By 2003, there were just 320 abattoirs in the UK, and this fell to 249 in 2018, with most of the remaining small abattoirs facing closure. And the hyper-efficient abattoirs which remain are unable to process the backlog on the farms because of transport problems and, especially, labour shortages at the cutting plants. So that regulations which were, in part supposed to improve animal welfare have resulted in vets aborting pig foetuses at the farm as the only means of cutting the oversupply.
As with the HGV driver shortage, shipping problems and the growing crisis in the NHS, the official response is to attempt to bring back the cheap eastern European workers who left during the pandemic. But as these neoliberal hyper-efficient processes breakdown, nothing short of an expansion of the entire system – in this case from farm to plate – can clear the backlog without allowing the crisis to morph into widespread business failures and a collapse of whole sectors of the economy.

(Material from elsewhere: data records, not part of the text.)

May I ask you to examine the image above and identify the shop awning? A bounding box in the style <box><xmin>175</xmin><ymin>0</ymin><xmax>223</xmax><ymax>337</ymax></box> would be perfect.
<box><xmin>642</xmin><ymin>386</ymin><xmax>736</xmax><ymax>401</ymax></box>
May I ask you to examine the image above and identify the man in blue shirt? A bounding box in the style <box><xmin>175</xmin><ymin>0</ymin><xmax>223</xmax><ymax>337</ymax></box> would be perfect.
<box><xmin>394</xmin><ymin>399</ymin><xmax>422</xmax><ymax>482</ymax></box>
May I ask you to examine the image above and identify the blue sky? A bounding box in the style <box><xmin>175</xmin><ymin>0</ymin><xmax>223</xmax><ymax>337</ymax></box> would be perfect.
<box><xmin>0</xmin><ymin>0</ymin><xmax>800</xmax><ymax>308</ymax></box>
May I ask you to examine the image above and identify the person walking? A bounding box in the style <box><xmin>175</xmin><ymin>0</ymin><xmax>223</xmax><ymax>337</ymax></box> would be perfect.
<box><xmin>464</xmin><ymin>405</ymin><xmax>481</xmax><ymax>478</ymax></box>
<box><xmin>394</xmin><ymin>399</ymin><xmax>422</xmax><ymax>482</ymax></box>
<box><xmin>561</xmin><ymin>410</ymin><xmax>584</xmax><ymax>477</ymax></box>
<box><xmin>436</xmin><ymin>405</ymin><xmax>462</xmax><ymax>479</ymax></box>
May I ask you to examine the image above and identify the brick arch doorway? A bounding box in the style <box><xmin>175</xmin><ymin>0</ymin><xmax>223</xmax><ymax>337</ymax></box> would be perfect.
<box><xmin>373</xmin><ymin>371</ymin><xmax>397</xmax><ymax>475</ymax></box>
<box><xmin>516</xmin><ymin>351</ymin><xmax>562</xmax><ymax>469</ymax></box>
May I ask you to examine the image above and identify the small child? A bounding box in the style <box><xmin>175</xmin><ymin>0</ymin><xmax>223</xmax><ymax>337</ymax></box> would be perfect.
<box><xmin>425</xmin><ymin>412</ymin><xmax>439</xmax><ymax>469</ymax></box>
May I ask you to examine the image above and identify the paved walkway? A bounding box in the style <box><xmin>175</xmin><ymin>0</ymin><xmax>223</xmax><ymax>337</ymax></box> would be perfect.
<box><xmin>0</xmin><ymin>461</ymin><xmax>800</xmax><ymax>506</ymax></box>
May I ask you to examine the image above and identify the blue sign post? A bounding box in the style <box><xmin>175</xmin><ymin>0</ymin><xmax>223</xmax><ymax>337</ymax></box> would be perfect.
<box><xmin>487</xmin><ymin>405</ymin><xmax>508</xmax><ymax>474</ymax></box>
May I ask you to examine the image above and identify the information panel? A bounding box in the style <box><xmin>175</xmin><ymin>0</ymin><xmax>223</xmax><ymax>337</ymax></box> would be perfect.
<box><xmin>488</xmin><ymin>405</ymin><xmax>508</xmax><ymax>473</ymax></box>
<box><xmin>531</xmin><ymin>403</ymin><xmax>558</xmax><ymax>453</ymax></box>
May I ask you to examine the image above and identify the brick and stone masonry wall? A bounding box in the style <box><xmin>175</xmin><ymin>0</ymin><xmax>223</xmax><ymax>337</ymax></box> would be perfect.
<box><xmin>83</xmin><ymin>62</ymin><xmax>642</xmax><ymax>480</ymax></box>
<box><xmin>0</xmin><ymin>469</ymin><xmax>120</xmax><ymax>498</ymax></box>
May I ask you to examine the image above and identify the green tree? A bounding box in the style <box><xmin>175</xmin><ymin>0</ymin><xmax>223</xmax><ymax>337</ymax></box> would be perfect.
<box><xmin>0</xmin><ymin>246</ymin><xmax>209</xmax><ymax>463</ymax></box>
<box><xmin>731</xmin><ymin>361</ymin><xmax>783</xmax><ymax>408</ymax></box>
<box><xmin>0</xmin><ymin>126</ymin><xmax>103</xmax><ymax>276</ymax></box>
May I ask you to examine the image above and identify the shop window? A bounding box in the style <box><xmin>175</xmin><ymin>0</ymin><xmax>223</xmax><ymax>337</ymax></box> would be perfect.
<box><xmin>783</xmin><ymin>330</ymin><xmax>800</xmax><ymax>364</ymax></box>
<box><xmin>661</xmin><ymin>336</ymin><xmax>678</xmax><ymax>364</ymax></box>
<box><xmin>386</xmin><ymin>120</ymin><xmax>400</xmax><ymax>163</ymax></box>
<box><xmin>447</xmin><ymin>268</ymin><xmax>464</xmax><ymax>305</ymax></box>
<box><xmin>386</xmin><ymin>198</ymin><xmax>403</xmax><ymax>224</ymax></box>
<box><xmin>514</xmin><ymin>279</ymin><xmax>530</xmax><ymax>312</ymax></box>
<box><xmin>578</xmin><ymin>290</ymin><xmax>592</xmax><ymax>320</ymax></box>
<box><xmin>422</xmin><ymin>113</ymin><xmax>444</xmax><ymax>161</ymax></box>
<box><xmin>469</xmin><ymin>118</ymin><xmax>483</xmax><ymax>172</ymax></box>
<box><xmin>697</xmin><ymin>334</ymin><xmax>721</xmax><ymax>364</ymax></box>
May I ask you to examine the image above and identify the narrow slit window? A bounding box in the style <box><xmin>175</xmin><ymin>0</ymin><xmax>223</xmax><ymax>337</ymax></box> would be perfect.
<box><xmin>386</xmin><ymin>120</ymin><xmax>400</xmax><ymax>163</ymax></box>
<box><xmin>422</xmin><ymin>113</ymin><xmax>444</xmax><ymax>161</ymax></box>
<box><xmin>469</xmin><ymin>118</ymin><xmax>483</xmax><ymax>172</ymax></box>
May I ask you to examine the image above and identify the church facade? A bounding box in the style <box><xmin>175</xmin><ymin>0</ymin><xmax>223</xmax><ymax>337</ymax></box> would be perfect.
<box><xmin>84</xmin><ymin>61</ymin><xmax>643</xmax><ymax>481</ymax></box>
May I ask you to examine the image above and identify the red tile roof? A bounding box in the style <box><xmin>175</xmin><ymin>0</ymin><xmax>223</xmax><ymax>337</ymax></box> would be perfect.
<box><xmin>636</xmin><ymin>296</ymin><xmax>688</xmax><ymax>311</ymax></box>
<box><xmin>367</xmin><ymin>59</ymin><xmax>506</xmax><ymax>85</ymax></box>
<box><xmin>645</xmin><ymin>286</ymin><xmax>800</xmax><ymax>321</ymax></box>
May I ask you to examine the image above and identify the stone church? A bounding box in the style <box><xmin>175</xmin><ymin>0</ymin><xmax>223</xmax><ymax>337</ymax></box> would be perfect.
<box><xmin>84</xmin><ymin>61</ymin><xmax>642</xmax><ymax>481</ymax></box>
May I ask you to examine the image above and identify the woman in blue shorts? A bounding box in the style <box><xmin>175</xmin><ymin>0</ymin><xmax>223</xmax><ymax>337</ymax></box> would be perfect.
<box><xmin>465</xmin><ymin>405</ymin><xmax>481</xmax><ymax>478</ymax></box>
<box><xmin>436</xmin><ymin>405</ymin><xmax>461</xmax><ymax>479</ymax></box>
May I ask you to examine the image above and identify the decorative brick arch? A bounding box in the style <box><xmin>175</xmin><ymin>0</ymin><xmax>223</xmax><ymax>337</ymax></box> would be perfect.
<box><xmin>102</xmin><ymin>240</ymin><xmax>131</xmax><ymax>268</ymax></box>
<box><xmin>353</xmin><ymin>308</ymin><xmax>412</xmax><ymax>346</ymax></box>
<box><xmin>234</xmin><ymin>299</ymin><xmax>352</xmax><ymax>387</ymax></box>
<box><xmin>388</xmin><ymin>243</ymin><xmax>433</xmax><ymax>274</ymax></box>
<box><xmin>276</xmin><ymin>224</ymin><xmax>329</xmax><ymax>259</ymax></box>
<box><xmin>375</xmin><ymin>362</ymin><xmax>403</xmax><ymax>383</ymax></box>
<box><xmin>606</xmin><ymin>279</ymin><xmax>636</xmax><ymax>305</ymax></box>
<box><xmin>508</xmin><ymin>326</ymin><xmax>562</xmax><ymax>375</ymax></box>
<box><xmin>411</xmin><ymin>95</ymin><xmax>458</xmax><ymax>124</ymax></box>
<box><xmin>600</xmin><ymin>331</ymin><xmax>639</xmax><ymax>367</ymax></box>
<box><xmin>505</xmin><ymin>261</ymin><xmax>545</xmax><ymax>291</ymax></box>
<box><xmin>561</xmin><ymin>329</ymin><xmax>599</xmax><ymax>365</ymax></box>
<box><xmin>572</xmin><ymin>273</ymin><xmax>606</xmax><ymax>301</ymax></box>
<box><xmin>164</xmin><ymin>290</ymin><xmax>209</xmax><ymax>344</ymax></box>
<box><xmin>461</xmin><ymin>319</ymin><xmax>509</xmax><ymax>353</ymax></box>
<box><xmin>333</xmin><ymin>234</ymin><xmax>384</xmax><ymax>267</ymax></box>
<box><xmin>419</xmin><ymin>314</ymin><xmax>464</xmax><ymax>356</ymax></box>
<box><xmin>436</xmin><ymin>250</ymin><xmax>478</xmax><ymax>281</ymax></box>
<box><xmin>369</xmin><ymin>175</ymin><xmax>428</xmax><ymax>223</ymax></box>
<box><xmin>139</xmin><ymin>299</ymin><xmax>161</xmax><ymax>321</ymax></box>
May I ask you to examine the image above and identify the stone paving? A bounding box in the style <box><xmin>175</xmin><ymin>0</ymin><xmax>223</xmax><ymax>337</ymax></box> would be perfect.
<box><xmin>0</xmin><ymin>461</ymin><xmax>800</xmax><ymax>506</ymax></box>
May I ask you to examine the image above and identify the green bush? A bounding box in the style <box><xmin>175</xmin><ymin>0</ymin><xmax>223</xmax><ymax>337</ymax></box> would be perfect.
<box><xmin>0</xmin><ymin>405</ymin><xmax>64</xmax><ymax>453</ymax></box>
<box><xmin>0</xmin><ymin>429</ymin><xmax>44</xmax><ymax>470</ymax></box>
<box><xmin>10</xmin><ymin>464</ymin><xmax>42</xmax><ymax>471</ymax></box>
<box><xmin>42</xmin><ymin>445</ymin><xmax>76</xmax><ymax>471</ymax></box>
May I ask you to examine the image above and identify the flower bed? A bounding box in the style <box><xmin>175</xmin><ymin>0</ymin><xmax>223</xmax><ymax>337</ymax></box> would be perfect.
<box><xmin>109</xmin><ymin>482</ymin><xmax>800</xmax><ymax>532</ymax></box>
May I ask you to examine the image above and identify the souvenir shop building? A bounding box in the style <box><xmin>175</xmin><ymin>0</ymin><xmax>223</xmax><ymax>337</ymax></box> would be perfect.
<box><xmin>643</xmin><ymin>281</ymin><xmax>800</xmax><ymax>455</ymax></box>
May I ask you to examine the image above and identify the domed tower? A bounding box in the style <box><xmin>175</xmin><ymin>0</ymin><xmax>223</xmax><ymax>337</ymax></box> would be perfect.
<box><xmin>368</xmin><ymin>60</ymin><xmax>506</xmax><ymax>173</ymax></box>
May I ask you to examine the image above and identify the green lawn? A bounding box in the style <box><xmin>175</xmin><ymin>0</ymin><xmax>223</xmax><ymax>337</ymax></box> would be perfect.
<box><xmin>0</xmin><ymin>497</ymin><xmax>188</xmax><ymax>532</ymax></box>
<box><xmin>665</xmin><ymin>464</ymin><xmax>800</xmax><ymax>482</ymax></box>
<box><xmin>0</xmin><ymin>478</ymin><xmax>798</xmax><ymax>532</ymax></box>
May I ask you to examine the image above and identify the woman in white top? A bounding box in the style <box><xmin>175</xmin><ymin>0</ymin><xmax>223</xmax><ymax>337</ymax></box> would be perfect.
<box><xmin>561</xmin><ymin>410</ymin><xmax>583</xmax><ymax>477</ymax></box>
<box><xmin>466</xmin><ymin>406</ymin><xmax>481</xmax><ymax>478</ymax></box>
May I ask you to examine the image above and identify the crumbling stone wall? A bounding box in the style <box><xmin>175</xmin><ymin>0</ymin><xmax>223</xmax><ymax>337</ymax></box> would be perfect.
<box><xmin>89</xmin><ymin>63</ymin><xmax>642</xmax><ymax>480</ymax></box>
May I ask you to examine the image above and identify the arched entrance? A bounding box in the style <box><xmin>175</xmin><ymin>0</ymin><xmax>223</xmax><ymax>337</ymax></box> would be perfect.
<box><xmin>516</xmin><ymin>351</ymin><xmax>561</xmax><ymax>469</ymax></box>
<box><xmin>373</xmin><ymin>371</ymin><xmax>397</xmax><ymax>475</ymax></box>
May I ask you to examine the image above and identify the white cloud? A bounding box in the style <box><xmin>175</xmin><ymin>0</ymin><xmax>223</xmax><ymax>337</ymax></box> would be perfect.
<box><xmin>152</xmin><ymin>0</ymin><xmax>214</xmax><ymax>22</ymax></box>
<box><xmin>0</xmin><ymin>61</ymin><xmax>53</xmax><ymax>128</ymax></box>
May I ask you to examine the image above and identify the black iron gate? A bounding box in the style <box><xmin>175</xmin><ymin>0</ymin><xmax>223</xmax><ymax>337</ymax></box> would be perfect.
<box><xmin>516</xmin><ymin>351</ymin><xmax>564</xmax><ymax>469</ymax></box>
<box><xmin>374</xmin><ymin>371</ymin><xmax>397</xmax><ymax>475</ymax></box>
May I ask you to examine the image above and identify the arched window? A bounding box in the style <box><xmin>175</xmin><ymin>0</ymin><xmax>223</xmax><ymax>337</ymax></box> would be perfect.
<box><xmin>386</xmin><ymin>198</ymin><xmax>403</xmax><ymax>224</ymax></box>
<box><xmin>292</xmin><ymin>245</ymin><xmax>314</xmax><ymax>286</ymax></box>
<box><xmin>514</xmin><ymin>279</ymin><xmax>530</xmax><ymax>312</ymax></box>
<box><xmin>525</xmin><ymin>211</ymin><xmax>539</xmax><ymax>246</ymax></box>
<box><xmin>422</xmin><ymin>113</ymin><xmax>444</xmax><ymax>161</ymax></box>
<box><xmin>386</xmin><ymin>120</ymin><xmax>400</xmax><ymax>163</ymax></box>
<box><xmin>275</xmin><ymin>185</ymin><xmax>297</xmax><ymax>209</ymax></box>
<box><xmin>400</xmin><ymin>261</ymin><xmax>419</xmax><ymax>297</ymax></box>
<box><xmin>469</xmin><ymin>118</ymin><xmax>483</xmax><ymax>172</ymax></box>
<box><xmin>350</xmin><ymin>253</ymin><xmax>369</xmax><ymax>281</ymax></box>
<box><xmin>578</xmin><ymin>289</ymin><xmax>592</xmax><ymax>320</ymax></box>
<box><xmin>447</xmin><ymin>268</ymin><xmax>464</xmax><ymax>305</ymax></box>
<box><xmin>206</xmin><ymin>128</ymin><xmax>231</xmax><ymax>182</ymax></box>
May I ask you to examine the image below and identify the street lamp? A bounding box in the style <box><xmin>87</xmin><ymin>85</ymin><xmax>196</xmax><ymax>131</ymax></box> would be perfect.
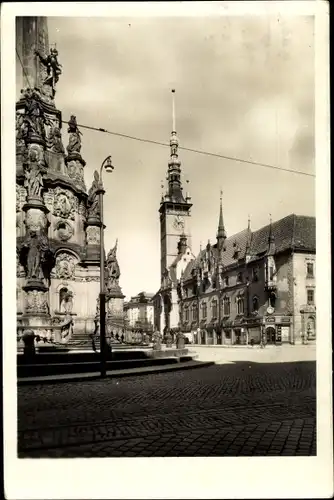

And there’s the rub, because it is precisely the shift to hyper-efficiency from the mid-1980s, which allowed the western economies to continue growing following the inflationary oil shocks of the 1970s. As Joseph Tainter warned, it is precisely these attempts at sustaining civilisations which eventually cause them to collapse. In a more resilient age, our economy might have bounced back from the pandemic. But in the age of hyper-efficiency, our just-in-time processes are proving too fragile to survive this level of disruption. Far from building back better, we look set to build back smaller, local, and far more expensive.